My grandson is a student in 5th grade. I wanted to offer a suggestion as to a teaching topic that I think teachers and students alike would find incredibly interesting and engaging.

On Nov. 12, the European Space Agency Rosetta Mission will culminate a 10-year mission and attempt to touch-down the Philae Lander on the surface of comet 67P/Churyumov-Gerasimenko at site Agilkia to perform experiments and hopefully unlock secrets about the very beginnings of the universe.

This is an historic event that I was hoping teachers in our schools might add to the students’ curriculum. This “science-fiction to science-fact” event would be a great way to introduce students to science and technology, and I was hoping schools could incorporate it into lessons on Nov. 12, the day of the landing.

I know my grandson would be thrilled to know and learn more about this amazing mission, as I suspect would all students.


Long ago in the ’70s when I was in school, the NASA Apollo missions were happening.

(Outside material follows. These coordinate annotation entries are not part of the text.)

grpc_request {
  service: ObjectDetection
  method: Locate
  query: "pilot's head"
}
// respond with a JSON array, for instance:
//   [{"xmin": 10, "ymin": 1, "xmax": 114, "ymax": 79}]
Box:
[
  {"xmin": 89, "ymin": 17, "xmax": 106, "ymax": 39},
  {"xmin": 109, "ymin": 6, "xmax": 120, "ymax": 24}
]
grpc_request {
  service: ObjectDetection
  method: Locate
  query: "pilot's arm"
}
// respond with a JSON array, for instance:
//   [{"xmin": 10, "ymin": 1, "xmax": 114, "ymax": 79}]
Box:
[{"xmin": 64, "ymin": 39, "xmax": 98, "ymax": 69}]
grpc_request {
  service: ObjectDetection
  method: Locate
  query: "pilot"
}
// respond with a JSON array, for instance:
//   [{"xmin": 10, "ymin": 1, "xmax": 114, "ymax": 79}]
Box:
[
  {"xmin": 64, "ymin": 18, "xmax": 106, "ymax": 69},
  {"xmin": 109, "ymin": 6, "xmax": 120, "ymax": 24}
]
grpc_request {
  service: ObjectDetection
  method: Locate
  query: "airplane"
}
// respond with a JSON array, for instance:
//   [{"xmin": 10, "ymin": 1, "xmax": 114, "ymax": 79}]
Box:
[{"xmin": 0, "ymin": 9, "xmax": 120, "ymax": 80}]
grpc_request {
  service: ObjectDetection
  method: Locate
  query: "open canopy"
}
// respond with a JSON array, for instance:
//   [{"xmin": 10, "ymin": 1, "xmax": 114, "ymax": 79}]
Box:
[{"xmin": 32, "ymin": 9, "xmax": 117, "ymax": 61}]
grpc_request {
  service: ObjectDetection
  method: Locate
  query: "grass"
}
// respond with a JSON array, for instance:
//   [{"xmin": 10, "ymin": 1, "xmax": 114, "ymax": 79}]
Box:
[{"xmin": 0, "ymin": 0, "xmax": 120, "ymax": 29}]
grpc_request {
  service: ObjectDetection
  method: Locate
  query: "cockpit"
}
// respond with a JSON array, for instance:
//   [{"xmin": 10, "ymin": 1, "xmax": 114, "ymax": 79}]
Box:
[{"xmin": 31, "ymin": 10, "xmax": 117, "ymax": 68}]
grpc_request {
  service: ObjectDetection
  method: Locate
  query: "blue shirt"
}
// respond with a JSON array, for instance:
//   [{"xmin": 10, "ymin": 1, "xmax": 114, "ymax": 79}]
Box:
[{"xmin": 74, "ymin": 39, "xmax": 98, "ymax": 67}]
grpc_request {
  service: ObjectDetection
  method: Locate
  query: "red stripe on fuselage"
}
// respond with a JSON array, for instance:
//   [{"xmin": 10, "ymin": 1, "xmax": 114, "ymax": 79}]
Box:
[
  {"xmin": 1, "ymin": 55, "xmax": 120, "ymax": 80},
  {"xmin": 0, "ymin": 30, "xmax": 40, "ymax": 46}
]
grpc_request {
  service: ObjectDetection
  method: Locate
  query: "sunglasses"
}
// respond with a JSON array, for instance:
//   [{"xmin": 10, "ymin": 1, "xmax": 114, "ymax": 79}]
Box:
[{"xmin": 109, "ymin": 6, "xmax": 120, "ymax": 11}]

These were shown in our classes on each and every launch and landing, and I truly believe that has helped lead me into a life-long passion for all things science, technology and space.

I have since attended in person several NASA space shuttle launches and taken tours of Cape Canaveral (Cape Kennedy) as well Mount Palomar, many Planetariums and countless science exhibits, etc.

My grandson and I have visited the Smithsonian Institute Science and Space Museum as well as the Udvar-Hazy Space Center together and if you ask him about them, I promise you will see his eyes light up with interest and excitement — and shouldn’t that be what learning is really about?

I believe my interest in these things was sparked by educators who made them a priority for us in school and turned these events into imagination-inspiring lessons.

I believe these lessons also contributed toward steering me into a well-paying profession in IT that has been not only rewarding, but allowed me to earn a good living.

I am always hearing how we must get more students excited about STEM careers and can’t think of a better way to provide that interest and passion than this Rosetta Mission happening in just about one week.

I know my grandson would be thrilled!

I hope all schools will consider including this amazing event into their lessons, and I have provided a few links at the bottom as a place to begin.

I’d love to hear any thoughts on the subject.

Thank you everyone very much for your time and consideration.